First, a selection of photos I took of individuals. What made me confident enough to shoot these was the fact that they looked like they were focusing enough on what they were doing and unlikely to spot me with my camera. Having the camera at chest height rather than eye level definitely helped my confidence, even if the difference from the subject’s point of view may have been minor.
Only one of these – ‘Smoking’ – do I consider to be a halfway decent shot. It has a nice clean background, while the others are somewhat messy.
For this second set I looked for interactions between people. In a similar way to the individual shots, I correctly assumed that they would be sufficiently wrapped up in what they were doing or talking about that the fact that there was a bloke nearby with a camera would go unnoticed. I think people interacting is inherently a more interesting basis for a photograph anyway – more chance to capture a unique moment, which is what I like about this type of photography.

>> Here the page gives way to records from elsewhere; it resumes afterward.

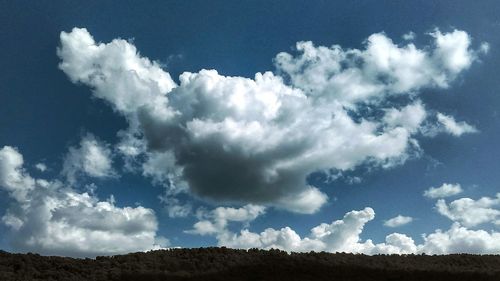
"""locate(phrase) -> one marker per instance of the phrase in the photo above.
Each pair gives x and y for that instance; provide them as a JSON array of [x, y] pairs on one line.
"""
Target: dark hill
[[251, 265]]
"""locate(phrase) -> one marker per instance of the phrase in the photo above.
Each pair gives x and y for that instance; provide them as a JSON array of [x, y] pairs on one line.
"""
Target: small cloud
[[399, 220], [453, 127], [41, 167], [445, 190], [409, 36]]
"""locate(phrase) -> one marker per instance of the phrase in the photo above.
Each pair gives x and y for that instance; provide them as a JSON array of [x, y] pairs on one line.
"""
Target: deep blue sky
[[42, 113]]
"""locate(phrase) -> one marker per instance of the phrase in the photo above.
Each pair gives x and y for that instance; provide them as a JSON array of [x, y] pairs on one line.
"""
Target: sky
[[356, 126]]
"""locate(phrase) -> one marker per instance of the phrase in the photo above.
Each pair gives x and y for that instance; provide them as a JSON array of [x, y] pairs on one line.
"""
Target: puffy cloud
[[398, 220], [344, 236], [41, 167], [13, 177], [459, 239], [453, 127], [452, 50], [471, 212], [217, 220], [48, 218], [92, 158], [445, 190], [243, 140]]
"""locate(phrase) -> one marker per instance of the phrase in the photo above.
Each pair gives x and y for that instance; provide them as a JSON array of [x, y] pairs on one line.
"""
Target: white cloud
[[41, 167], [409, 36], [459, 239], [453, 127], [398, 220], [445, 190], [48, 218], [13, 177], [267, 136], [452, 50], [217, 220], [471, 212], [344, 236], [92, 158]]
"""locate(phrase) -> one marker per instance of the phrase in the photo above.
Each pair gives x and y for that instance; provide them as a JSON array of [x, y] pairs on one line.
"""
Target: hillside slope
[[230, 264]]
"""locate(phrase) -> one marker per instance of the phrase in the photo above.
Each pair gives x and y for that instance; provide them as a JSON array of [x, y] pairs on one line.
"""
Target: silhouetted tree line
[[252, 265]]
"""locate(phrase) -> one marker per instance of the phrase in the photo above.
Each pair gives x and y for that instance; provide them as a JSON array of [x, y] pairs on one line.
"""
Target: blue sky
[[354, 134]]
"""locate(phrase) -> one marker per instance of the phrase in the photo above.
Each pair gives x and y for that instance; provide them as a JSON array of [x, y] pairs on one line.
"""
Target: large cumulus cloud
[[255, 140]]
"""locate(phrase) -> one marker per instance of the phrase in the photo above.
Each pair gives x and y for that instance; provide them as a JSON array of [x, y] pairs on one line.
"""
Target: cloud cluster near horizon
[[250, 142]]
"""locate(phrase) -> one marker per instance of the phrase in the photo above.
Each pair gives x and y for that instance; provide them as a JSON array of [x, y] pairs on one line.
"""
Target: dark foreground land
[[251, 265]]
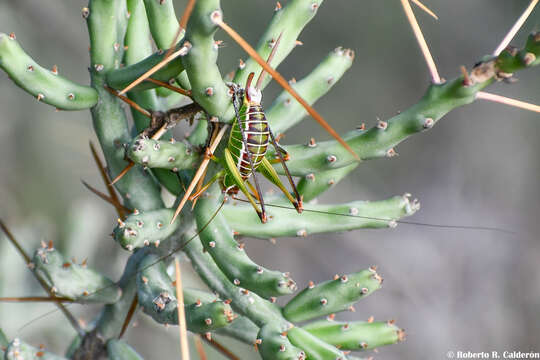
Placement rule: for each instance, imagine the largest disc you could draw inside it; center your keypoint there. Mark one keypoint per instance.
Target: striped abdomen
(255, 125)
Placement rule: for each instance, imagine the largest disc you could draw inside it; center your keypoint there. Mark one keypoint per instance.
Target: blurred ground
(450, 289)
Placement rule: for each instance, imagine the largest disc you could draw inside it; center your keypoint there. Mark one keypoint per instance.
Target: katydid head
(253, 94)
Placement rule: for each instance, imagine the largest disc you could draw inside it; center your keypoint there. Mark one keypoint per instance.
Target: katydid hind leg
(280, 152)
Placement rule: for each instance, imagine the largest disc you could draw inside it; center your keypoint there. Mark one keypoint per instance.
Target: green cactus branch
(274, 345)
(46, 85)
(73, 281)
(145, 228)
(317, 218)
(314, 347)
(17, 350)
(156, 294)
(119, 350)
(288, 21)
(138, 189)
(285, 112)
(311, 186)
(440, 99)
(207, 86)
(332, 296)
(219, 242)
(244, 304)
(139, 46)
(356, 335)
(120, 78)
(163, 22)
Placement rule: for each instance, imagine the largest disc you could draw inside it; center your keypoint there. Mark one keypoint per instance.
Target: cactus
(244, 304)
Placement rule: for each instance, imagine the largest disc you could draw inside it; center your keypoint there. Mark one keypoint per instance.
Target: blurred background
(450, 289)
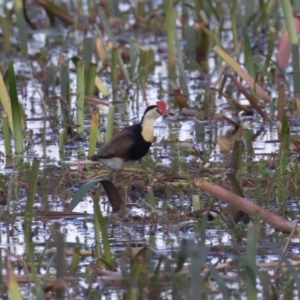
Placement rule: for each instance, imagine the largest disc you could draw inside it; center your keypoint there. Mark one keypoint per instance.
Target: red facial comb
(162, 107)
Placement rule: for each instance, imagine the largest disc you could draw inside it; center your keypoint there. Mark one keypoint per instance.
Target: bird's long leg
(108, 176)
(115, 176)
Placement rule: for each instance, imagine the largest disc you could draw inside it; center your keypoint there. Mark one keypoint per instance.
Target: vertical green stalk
(6, 33)
(22, 26)
(61, 140)
(289, 22)
(5, 101)
(250, 259)
(271, 43)
(170, 19)
(16, 111)
(103, 228)
(114, 72)
(233, 22)
(110, 123)
(93, 132)
(90, 80)
(33, 178)
(249, 60)
(74, 265)
(6, 135)
(80, 96)
(65, 90)
(87, 50)
(30, 255)
(97, 227)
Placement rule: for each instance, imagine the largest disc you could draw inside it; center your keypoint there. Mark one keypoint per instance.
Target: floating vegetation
(211, 211)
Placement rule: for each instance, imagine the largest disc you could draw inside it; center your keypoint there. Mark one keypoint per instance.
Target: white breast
(115, 162)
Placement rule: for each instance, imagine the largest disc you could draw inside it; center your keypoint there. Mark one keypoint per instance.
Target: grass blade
(110, 189)
(22, 26)
(16, 109)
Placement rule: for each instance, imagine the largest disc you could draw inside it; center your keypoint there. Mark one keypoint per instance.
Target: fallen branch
(244, 205)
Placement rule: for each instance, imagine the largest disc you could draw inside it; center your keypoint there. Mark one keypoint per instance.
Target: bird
(131, 143)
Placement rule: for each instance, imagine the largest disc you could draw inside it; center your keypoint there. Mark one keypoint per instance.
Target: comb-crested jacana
(133, 142)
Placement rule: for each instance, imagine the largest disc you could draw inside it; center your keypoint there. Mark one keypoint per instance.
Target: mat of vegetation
(212, 211)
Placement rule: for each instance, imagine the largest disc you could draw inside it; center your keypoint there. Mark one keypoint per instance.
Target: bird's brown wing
(118, 146)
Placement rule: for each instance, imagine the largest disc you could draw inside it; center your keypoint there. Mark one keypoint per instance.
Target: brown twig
(244, 205)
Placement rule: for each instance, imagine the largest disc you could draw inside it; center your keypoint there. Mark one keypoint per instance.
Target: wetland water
(160, 223)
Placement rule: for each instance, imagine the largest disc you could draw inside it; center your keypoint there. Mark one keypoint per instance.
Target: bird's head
(155, 111)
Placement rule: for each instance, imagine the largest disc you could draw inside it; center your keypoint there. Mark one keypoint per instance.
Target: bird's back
(127, 144)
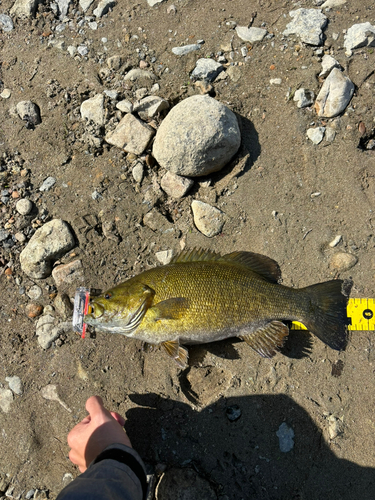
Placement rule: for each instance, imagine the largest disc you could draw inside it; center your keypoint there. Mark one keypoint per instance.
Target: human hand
(94, 433)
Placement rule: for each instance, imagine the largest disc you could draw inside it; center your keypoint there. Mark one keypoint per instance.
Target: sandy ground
(180, 419)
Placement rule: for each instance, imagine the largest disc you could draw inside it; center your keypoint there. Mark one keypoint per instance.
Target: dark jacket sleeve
(109, 478)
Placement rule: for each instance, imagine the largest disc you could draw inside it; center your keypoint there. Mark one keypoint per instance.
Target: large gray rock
(199, 136)
(49, 243)
(335, 94)
(359, 35)
(131, 134)
(308, 25)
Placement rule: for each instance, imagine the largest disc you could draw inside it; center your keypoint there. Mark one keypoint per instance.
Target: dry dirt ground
(180, 419)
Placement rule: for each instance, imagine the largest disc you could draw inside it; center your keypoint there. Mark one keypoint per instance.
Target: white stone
(93, 110)
(251, 35)
(131, 134)
(308, 25)
(47, 244)
(335, 94)
(198, 136)
(207, 219)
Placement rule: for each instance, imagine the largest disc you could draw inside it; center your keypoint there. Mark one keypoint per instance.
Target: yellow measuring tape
(361, 313)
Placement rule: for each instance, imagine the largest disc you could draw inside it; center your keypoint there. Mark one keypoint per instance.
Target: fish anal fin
(173, 308)
(264, 266)
(178, 353)
(268, 339)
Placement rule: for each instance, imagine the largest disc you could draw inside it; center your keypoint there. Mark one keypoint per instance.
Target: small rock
(24, 206)
(103, 7)
(28, 111)
(207, 219)
(125, 106)
(15, 384)
(175, 185)
(35, 292)
(33, 310)
(6, 23)
(335, 94)
(182, 51)
(286, 437)
(131, 134)
(137, 74)
(68, 274)
(328, 63)
(137, 172)
(207, 69)
(213, 139)
(165, 256)
(303, 97)
(114, 62)
(47, 184)
(308, 25)
(342, 261)
(150, 106)
(6, 399)
(48, 243)
(316, 134)
(93, 110)
(251, 35)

The one I prefer is ‘Pointing’ – the alignment of the lines and the stripe patterns and the light/dark colours back-to-back in the middle give this image a number of different points of interest… but rather than being ‘messy’ I think it has enough alignment of graphical elements to achieve a certain balance.
What I’ve learned
Before I started this exercise I thought it would be fairly straightforward, as I like to think I’ve tried this kind of street photography before. However, once I started I realised that I still have a lot to learn!
Much of my previous so-called street photography of people has been from a distance, or with their backs turned to me. I realised that I have the (presumably quite common) concern of getting in too close, getting in people’s faces and generally annoying them. So this exercise broke me past that particular barrier, as I used a reasonably wide lens (27mm) so had to get fairly close.
What I learned in this exercise is that people that are sufficiently distracted, whether alone or interacting with someone else, can be photographed as long as you do so quickly and quietly.
This does however bring me on to the big challenge I have with this type of photography: in all cases here I had to crop and straighten the pictures to some degree. I realised after shooting that my composition isn’t at all precise when shooting quickly. I normally put quite a lot of thought into arranging the elements in the frame, but in the street photography environment I favoured speed over precision – taking longer than a second or two to line up and take a shot could risk the subject becoming aware and taking away the spontaneity (or worse, risking a confrontation).
The successful street photographers (especially the pre-digital ones who couldn’t see their work in progress) amazed me with their ability to spot, line up and take the shot in a split-second. The element that is missing from my photography right now is the rapid composition, so I have to rely on fixing that in post-processing. I need to work on this.
Another major learning: I need to avoid overly messy backgrounds. One piece of advice I’ve read many times, but have yet to put into practice is: find the background first, then wait for people to walk into it!
Finally, a practical point: using a chest-level camera with tilting screen was a major factor in how comfortable I felt taking photos in public. Composition is a little harder, but on balance I think it has more advantages than disadvantages – I simply took shots this way that I would not have taken if I had to lift the camera to my eye. So that must be a good thing.